The data about the urban extent and population of these cities has been measured with the help of US-based satellite technology.
According to Arsalan, mostly the population size is used to identify urban areas and to assess the level of urbanisation but this Atlas presents another dimension to measure urbanization: the increase in the area of urban extent of cities.
She points out that as per the contents of the Atlas, the cumulative urban area of Punjab’s cities has expanded three times over a period of 20 years — i.e., from 1995 to 2015. The expansion are found to have predominantly occurred at the cost of dwindling population densities, which means that less people are occupying more land in newly developed areas.
The innovative and applied use of satellite and remote sensing technologies, computer alogarithm, and knowledge of urban planning have contributed to this work, says Arsalan. “This will be a good reference for government departments, civic agencies, urban planners, researchers, students, and so on. It will also provide guidance to policy makers, practitioners and citizens to move towards sustainable urbanisation with optimum urban densities.”

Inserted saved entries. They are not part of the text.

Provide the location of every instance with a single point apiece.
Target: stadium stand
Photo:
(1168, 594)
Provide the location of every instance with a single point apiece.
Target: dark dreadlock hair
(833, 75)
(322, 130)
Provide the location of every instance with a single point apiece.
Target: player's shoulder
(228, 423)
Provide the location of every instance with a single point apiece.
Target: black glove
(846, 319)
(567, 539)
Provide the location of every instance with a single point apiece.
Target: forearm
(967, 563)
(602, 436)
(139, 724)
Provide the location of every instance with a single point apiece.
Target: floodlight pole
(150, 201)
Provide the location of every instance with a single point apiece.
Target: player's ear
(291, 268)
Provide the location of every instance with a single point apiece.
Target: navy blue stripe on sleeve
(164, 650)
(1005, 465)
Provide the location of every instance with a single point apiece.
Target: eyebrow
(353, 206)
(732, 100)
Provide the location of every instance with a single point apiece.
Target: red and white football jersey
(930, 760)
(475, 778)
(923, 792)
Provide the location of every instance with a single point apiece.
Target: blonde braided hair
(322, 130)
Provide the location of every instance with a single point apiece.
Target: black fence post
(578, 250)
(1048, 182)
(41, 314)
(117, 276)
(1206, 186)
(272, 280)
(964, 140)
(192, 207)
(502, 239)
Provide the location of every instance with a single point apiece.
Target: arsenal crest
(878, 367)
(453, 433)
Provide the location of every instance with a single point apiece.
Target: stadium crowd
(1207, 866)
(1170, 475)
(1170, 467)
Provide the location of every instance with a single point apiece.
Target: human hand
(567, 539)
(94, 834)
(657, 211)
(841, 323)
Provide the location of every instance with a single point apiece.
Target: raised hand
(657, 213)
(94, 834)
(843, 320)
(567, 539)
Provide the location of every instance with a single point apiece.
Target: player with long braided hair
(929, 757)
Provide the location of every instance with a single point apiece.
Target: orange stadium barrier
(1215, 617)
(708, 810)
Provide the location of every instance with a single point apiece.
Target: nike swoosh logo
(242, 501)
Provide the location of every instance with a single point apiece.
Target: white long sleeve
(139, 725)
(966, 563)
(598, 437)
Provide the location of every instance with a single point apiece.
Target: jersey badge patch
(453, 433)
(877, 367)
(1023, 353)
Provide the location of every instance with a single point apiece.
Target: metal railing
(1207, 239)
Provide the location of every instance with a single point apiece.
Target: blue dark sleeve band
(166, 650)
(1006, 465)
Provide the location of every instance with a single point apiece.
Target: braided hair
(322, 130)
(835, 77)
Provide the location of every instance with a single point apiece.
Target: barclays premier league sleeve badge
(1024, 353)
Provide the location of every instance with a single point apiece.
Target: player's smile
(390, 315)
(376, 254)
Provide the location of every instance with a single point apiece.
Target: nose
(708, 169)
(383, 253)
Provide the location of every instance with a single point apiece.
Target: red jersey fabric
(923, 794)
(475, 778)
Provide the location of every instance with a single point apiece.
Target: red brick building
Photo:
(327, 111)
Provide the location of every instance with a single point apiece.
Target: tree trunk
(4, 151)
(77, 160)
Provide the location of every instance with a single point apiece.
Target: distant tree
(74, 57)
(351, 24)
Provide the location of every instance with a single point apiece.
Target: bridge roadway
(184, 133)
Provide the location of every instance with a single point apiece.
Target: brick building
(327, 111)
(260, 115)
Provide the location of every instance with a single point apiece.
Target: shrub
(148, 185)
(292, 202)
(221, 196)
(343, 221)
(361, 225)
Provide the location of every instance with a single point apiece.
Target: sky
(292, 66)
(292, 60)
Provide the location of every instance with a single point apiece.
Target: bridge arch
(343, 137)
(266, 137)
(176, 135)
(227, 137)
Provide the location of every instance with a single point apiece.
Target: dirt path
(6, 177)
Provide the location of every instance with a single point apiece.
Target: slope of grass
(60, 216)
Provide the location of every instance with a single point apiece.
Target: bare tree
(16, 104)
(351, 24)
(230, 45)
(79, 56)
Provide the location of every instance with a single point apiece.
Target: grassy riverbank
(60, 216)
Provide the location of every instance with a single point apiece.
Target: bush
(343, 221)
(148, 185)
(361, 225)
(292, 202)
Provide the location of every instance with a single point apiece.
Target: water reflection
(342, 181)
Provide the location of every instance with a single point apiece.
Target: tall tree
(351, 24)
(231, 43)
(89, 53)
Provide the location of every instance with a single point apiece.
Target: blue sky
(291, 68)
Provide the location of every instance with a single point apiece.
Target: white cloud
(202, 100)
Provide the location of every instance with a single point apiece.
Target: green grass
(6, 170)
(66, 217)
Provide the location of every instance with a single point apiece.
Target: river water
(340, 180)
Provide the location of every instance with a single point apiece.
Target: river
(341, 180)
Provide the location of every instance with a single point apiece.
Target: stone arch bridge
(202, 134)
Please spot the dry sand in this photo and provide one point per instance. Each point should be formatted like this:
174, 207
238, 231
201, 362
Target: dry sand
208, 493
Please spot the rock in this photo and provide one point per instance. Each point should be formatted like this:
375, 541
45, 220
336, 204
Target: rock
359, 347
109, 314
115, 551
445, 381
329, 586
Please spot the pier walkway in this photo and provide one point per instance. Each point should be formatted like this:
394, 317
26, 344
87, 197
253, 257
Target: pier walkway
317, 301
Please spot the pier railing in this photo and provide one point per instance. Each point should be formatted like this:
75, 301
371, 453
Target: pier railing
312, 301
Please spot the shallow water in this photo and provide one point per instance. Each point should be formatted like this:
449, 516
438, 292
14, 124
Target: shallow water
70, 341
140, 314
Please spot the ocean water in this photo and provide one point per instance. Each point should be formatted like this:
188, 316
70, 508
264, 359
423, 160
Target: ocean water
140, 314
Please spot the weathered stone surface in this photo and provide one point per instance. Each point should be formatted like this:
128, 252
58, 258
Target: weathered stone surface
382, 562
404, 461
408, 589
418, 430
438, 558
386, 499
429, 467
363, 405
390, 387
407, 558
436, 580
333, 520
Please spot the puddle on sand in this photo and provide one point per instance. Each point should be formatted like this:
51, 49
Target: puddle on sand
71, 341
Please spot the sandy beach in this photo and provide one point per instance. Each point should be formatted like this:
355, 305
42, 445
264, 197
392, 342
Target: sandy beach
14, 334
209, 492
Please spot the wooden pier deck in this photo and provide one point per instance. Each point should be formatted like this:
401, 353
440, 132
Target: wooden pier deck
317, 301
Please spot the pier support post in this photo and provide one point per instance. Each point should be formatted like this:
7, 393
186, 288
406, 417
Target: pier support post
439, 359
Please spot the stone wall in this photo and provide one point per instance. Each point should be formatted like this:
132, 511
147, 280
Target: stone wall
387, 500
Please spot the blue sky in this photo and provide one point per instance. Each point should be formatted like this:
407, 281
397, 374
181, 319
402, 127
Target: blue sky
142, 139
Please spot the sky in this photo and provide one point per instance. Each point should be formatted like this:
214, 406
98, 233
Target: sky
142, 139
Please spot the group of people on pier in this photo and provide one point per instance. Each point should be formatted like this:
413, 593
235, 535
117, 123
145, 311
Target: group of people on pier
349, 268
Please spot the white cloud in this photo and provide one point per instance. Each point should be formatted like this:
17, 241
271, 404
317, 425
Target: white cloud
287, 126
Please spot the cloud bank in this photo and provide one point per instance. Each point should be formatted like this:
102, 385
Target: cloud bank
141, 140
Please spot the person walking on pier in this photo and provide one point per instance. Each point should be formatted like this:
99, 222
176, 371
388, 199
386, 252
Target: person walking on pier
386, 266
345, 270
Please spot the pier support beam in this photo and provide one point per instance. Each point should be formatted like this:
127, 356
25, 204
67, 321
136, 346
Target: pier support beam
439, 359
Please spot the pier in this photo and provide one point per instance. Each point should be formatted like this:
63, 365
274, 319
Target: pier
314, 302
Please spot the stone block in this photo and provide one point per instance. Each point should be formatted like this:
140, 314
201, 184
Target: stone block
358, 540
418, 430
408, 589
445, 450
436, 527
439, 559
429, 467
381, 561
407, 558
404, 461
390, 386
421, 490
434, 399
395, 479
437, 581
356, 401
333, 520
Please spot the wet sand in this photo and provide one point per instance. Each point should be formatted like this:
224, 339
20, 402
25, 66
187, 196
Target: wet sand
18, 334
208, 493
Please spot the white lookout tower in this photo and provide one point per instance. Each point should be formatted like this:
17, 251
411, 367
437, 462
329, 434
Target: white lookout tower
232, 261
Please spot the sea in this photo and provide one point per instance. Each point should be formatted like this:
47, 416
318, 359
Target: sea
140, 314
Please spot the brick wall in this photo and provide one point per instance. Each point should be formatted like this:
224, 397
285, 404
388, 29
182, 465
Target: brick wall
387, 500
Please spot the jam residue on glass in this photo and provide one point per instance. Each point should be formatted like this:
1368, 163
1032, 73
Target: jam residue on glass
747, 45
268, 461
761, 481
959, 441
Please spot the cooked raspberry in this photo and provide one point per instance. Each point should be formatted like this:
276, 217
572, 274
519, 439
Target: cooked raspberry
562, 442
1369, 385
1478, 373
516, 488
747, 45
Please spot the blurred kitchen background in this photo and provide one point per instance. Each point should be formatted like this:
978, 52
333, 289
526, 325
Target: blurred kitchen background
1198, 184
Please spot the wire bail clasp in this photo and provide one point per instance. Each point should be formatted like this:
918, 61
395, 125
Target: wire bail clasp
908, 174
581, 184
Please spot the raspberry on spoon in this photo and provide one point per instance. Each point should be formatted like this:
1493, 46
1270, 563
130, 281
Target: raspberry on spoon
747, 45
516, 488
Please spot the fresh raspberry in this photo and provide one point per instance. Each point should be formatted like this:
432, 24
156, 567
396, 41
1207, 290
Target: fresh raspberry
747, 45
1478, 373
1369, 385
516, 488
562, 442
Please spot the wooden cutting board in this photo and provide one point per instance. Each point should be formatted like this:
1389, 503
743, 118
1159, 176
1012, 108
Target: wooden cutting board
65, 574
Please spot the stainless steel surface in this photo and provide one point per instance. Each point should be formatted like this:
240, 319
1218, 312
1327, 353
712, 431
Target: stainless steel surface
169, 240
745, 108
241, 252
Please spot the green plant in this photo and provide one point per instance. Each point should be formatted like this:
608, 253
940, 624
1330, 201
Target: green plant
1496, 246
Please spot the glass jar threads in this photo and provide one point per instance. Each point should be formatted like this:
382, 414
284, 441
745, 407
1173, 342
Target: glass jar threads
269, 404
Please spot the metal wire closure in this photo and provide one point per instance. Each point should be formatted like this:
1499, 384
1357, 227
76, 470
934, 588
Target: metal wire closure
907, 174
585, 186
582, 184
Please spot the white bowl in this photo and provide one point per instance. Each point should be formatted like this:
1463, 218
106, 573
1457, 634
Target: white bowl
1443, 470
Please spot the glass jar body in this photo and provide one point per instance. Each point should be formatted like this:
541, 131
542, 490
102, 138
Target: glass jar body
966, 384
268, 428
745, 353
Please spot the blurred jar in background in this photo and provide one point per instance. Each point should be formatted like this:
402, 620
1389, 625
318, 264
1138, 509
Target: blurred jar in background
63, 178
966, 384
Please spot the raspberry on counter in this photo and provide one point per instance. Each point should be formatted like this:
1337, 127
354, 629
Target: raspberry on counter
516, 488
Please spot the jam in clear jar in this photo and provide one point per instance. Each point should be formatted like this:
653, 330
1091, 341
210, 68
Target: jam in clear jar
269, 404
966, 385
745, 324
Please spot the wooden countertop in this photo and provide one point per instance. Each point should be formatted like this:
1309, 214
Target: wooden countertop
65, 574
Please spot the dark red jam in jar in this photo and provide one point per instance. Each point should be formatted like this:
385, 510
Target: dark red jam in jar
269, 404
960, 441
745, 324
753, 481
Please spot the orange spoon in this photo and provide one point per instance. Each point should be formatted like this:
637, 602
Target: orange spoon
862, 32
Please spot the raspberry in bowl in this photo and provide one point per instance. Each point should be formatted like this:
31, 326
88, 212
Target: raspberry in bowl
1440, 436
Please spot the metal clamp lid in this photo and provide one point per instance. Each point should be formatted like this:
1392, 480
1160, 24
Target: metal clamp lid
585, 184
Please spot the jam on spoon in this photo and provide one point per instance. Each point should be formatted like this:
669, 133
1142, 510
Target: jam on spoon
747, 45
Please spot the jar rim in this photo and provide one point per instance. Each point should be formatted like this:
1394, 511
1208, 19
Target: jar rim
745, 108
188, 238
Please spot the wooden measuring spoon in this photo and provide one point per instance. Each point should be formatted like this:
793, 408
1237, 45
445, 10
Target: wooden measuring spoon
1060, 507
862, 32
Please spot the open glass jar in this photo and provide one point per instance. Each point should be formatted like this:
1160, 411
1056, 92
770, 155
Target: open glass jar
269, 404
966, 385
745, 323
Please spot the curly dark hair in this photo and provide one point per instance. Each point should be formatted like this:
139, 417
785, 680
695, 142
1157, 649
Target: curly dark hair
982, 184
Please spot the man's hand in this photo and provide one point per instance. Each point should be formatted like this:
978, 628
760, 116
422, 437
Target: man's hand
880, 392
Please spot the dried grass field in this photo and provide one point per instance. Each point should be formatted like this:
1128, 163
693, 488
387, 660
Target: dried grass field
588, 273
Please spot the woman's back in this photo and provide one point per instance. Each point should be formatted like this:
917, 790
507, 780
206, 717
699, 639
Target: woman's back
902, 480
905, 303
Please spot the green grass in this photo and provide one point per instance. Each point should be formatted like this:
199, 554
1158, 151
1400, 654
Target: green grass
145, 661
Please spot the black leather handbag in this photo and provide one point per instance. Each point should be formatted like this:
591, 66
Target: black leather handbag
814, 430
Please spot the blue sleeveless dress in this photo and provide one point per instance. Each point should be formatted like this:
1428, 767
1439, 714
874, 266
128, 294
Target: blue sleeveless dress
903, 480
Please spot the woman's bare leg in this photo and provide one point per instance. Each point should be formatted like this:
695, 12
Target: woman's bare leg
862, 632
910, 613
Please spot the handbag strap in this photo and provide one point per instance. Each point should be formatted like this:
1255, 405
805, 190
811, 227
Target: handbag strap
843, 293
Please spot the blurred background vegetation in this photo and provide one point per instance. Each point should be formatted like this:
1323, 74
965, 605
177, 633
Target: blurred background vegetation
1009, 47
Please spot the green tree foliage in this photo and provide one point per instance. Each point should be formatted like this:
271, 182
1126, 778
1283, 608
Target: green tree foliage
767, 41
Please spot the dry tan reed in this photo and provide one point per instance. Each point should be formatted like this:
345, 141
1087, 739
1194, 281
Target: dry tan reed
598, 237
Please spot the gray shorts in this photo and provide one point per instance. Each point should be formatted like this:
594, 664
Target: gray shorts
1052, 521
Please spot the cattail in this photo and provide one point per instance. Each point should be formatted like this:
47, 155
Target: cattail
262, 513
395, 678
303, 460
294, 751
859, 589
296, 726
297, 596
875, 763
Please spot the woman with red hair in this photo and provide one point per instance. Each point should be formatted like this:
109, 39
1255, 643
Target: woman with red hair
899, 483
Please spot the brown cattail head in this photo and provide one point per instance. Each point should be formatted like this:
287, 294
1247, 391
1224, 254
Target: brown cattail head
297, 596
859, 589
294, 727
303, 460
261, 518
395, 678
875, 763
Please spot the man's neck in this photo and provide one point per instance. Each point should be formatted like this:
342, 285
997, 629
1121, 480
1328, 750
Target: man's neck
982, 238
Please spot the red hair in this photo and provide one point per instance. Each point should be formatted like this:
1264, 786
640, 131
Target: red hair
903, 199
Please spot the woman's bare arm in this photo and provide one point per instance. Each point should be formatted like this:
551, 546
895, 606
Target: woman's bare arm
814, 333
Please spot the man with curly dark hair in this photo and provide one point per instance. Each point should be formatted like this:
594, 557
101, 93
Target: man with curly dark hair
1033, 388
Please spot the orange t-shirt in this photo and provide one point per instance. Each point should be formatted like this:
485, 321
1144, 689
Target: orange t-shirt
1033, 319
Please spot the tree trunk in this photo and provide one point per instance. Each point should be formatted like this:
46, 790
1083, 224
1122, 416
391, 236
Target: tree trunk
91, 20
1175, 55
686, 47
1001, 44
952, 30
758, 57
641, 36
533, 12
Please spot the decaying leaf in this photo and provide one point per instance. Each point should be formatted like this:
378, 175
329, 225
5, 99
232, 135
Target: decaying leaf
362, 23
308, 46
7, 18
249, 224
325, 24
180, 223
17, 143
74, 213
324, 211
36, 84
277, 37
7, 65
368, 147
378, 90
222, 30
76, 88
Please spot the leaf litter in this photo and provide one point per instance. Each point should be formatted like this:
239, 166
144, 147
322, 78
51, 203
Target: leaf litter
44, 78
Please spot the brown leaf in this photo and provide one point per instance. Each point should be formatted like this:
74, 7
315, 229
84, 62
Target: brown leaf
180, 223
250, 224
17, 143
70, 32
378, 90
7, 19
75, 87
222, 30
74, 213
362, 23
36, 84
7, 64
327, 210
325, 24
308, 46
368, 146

Sana Riaz, member, Urban Planning Team at The Urban Unit, claims that satellite imagery has shown that certain cities have grown beyond their municipal limits whereas others haven’t. According to the methodology applied for this purpose, the boundaries have been drawn where there is a break of one kilometre or more, and this growth is not contiguous. The empty areas demarcated for housing societies, cantonments etc are however included in the geographical limits of the cities.
Population estimates were also based on satellite technology, house survey results etc because the 2017 population census results were not available at the time.
On the utility of this exercise, she says, the Atlas produced after a year’s hard work identifies gaps in urban planning and points out which areas of the cities are overdeveloped and overpopulated and which ones under developed and under populated. “This identification is important because low-density growth in areas away from city centres creates the need for development of high-cost infrastructure such as roads, sanitation facilities, electricity transmission lines, gas pipelines etc. With the help of the Atlas, the provincial and local government authorities can identify the problem areas.”
The Atlas is divided into four sections. The first section provides an overview of all the 194 cities in Punjab. A visual representation of the location of cities and detail including city names, respective districts and areas has been provided here. Section 2 focuses on connectography which is the visualisation of complex transport networks settlements. In Section 3, there are classifications, rankings, and statistics for 50 cities of Punjab in terms of urban extent, area, expansion, urban population, population growth rates, land consumption, densities and economic regions. The fourth section provides this information in visual, graphic and tabular formats.
For each city, a unique map for urban extent in the years 1995, 2005, and 2015 represents the magnitude of urban expansion over a period of two decades, and another set of maps presents the evolution of intra-cities as the city expands.
Gohar Majeed, a Lahore-based real estate developer, appreciates the exercise but adds it is very difficult to change the preferences of people. “People want to own land, and that is why we see urban sprawl rather than vertical growth in the form of high-rise residential buildings.
“Many housing societies on the outskirts of cities still lack natural gas and sanitation facilities because the cost of providing these is quite high and the number of beneficiaries is far low than in city centres or areas close to city centres,” he adds. “The people must change their priorities and understand that vertical and high-density urban growth is the need of the time.”